Pordenone, Padova e Venezia (tre delle prime cinque del girone B) diranno se il Diavolo può tentare la rimonta
TERAMO. Pordenone, Padova, Venezia: una buona parte delle chance di salvezza del Teramo passano dalle prossime sfide contro tre formazioni che occupano i primi cinque posti della classifica. E' alle porte, dunque, un ciclo di ferro per i biancorossi. Domani, nel recupero della terza di ritorno, il Diavolo riceve la visita del Pordenone (ore 14,30) con l'obiettivo di centrare un successo che manca dall'inizio di dicembre.

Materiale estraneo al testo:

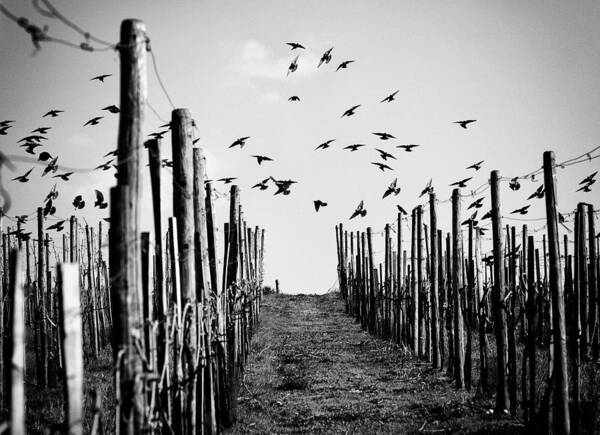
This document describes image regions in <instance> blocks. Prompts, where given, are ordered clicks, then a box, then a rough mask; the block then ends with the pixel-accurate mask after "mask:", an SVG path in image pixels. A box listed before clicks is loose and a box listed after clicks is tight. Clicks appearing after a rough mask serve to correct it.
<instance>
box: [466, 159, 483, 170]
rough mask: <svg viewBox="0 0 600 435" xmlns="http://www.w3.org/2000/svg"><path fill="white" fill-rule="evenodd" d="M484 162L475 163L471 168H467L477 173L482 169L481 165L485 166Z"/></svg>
mask: <svg viewBox="0 0 600 435" xmlns="http://www.w3.org/2000/svg"><path fill="white" fill-rule="evenodd" d="M483 162H484V160H482V161H480V162H477V163H473V164H472V165H471V166H467V169H475V170H476V171H479V170H480V169H481V165H482V164H483Z"/></svg>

La gara col Sudtirol, nel giorno del debutto in panchina di Guido Ugolotti, ha fatto emergere i soliti problemi di tutta la stagione e qualche segnale incoraggiante sul piano della determinazione e della tenuta difensiva (la porta è rimasta inviolata dopo otto partite). Il tecnico toscano dovrà lavorare su molti aspetti per sperare di condurre il Teramo fuori dalla zona play out. Sul piano tattico, per esempio, urge mettere a punto i meccanismi offensivi. Durante il match di domenica, in particolare nel primo tempo, la manovra si è quasi sempre esaurita in inutili lanci lunghi verso l'isolato Sansovini, costretto a correre da una parte all'altra senza avere la possibilità di calciare in porta. A centrocampo, se si gioca a due, il regista Amadio va in affanno anche perché non c'è un incontrista al suo fianco in grado di supportarlo (Ilari è troppo sacrificato nel ruolo di mediano e, di conseguenza, non può spingersi in zona gol). Sul piano dei singoli, continua a deludere il trequartista Federico Carraro, mai pienamente convincente sotto l'aspetto della personalità, della grinta e dell'inventiva. Male, in difesa, il centrale Camilleri. Ci sono, poi, molte perplessità sul piano della tenuta fisica, problema già emerso fin dalle prime uscite della scorsa estate e mai del tutto risolto. Gli avversari, in tante occasioni, hanno prevalso sul Teramo correndo di più e meglio. In vista della gara di domani mister Ugolotti medita alcuni cambiamenti. Al posto dello squalificato Sales, nel ruolo di terzino sinistro, dovrebbe rivedersi Karkalis; Caidi è pronto a soffiare una maglia da titolare a Camilleri al centro della difesa. Le altre scelte dipenderanno dal modulo e dalle condizioni fisiche dei giocatori con più minutaggio. Non è da escludere che Ugolotti, considerando la forza del Pordenone, scelga un sistema di gioco più prudente rispetto all'iniziale 4-2-3-1 visto col Sudtirol. Possibile l'impiego di Barbuti nel reparto avanzato e il ritorno al centrocampo a tre.
Nella seduta di ieri pomeriggio si è riaggregato al gruppo il centrocampista Mirco Spighi, che sta gradualmente recuperando dai recenti guai fisici. Stamani è in programma l'allenamento di rifinitura. Anche il Pordenone dell'ex Bulevardi dovrebbe presentare qualche novità rispetto alla gara persa (1-0) sul campo del Venezia. La squadra friulana, quinta in classifica con 45 punti, non conosce mezze misure in trasferta: è infatti l'unica formazione del girone B a non avere mai pareggiato fuori casa, dove ha raccolto sette vittorie e cinque sconfitte. L'incontro del Bonolis sarà arbitrato da Alessandro Prontera, della sezione di Bologna.